More photos of progress, particularly a view with the tank on.  Note that the inside of my house looks nothing like as bad as the inside of my garage.


Fig. 1 General view of right side

The tank looks like it's running downhill  :-[, though, I think that's to do with the angle of the frame on the trolley.

The engine bars are now fabricated. They're constructed from GS500 bars, but modified to suit the frame.  Essentially, the only bit that didn't get modified on the right bar was the front bracket. The vertical bars are from the frame's pillion footrest tubes.  Nothing's going to waste  :).  That's not going to be a straight-through exhaust; just working out where the silencer is going to be installed; probably uphill at a 30 degree angle.


 
Fig. 2 Engine bars, right side

The engine bars will, hopefully, save the cases when the bike is dropped  :-[.  The header pipes run real close the front down tube and the engine case. A bash plate will protect the pipes and the sump.  The brake pedal can be glimpsed, currently held on with a pair of mole grips, awaiting modification.

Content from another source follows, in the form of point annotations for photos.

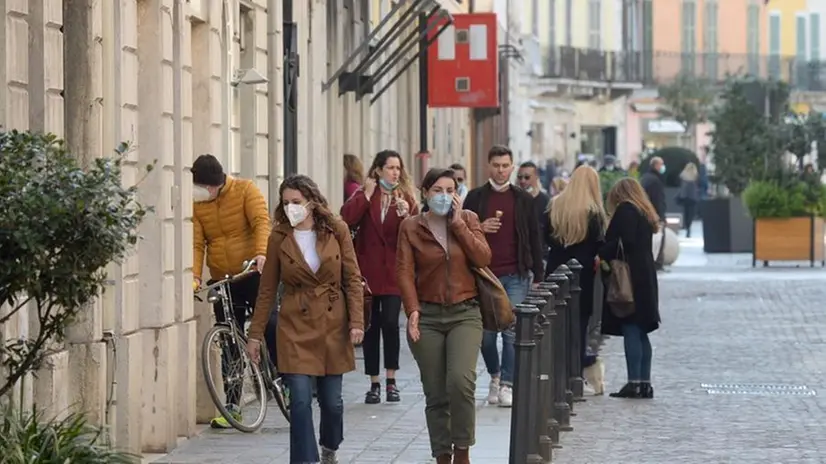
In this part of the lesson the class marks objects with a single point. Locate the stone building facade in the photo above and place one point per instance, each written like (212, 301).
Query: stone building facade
(161, 74)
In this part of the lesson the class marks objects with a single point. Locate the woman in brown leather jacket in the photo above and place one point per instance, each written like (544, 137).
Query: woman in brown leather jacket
(435, 255)
(320, 319)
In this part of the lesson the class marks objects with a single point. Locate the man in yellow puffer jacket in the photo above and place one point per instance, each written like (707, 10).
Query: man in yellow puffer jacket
(230, 225)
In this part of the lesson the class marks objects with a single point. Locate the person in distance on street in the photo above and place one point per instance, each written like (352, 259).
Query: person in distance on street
(436, 254)
(321, 317)
(628, 238)
(375, 212)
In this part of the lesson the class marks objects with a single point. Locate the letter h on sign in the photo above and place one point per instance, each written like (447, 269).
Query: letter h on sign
(463, 63)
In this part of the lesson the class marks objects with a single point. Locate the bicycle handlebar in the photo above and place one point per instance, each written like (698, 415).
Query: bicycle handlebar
(247, 268)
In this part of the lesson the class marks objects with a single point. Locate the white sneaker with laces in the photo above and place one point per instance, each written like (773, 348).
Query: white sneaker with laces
(493, 391)
(505, 397)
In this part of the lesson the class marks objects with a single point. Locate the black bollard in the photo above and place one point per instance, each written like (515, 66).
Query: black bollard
(575, 375)
(522, 415)
(551, 424)
(543, 300)
(562, 409)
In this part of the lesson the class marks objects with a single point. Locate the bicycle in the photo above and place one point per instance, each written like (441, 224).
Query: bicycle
(264, 383)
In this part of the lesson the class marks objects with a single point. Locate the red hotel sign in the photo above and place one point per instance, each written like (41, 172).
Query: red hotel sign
(463, 63)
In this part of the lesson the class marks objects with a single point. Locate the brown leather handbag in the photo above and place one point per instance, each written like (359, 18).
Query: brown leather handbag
(620, 296)
(496, 307)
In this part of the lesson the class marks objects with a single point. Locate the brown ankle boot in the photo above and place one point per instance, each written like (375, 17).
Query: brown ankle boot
(461, 455)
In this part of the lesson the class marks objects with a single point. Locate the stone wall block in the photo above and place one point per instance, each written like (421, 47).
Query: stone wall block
(87, 379)
(128, 417)
(160, 379)
(205, 408)
(50, 392)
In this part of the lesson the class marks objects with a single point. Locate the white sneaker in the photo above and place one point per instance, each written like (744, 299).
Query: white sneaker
(493, 391)
(505, 397)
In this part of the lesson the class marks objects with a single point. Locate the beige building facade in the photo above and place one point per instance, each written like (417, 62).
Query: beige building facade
(163, 75)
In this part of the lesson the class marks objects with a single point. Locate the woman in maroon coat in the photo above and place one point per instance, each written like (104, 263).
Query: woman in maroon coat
(375, 213)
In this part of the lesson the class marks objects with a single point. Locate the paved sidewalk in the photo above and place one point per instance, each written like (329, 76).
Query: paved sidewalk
(756, 336)
(385, 433)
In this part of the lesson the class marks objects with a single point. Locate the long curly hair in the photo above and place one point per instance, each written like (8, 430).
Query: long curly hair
(571, 211)
(323, 218)
(405, 182)
(629, 190)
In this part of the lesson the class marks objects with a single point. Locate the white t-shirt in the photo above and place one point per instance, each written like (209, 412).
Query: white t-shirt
(306, 242)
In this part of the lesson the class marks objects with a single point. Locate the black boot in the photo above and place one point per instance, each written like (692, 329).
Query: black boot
(630, 390)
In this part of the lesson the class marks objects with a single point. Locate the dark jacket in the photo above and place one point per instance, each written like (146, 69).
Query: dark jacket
(540, 202)
(654, 187)
(375, 241)
(527, 226)
(630, 226)
(585, 252)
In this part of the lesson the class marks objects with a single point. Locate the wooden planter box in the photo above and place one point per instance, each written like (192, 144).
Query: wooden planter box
(789, 239)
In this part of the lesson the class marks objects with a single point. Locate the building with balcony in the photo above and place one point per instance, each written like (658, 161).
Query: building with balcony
(585, 64)
(777, 39)
(179, 78)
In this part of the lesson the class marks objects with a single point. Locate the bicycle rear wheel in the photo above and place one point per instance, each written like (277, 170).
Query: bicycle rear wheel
(235, 383)
(279, 391)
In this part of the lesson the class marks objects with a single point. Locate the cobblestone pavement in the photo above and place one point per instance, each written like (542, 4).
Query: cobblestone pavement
(761, 332)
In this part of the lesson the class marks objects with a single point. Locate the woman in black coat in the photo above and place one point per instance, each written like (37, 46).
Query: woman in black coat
(574, 227)
(633, 222)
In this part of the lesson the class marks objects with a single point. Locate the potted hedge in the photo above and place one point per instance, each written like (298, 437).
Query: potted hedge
(788, 220)
(742, 141)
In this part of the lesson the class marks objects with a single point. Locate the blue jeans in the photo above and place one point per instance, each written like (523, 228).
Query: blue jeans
(517, 288)
(637, 353)
(303, 448)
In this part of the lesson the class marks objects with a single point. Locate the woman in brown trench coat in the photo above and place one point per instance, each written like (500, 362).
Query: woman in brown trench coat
(321, 316)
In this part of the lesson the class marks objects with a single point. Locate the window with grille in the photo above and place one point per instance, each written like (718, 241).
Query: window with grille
(594, 24)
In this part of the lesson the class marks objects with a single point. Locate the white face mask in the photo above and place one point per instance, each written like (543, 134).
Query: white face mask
(200, 194)
(497, 187)
(296, 214)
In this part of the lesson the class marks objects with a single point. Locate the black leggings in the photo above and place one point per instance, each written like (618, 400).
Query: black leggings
(384, 323)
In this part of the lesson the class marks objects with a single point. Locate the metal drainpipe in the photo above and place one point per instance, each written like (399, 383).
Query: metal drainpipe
(275, 170)
(226, 94)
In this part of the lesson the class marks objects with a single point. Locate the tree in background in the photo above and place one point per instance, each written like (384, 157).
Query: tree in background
(746, 144)
(688, 100)
(62, 224)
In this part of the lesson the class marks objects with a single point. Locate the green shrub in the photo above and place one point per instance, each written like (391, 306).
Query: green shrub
(30, 438)
(774, 199)
(675, 159)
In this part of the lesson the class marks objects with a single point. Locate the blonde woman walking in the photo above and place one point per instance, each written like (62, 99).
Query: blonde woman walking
(575, 224)
(689, 195)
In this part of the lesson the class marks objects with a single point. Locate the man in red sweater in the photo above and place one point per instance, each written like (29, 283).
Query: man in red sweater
(510, 222)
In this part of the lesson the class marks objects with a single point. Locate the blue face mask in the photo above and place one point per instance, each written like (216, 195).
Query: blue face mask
(440, 204)
(387, 185)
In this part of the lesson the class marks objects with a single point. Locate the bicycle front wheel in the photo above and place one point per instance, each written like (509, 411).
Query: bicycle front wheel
(235, 383)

Fig.3  Engine bars, left side

Less mucking about involved with the left engine bar  :); only had to alter the position of the rear bracket and weld a box section to the bottom tube of the frame.  The gear lever is shown without the linkage to the gear shaft; this linkage has still to be fabricated.

Ideally, I'd like to discard the sprocket cover, but it houses the clutch release mechanism.  As it is, I've cut away a lot of the interior webbing to allow the mud and crap to drop through  ;).

Still have some questions on what is the optimum ground clearance and optimum front suspension travel for MCC trials  :-\. Anyone got some opinions?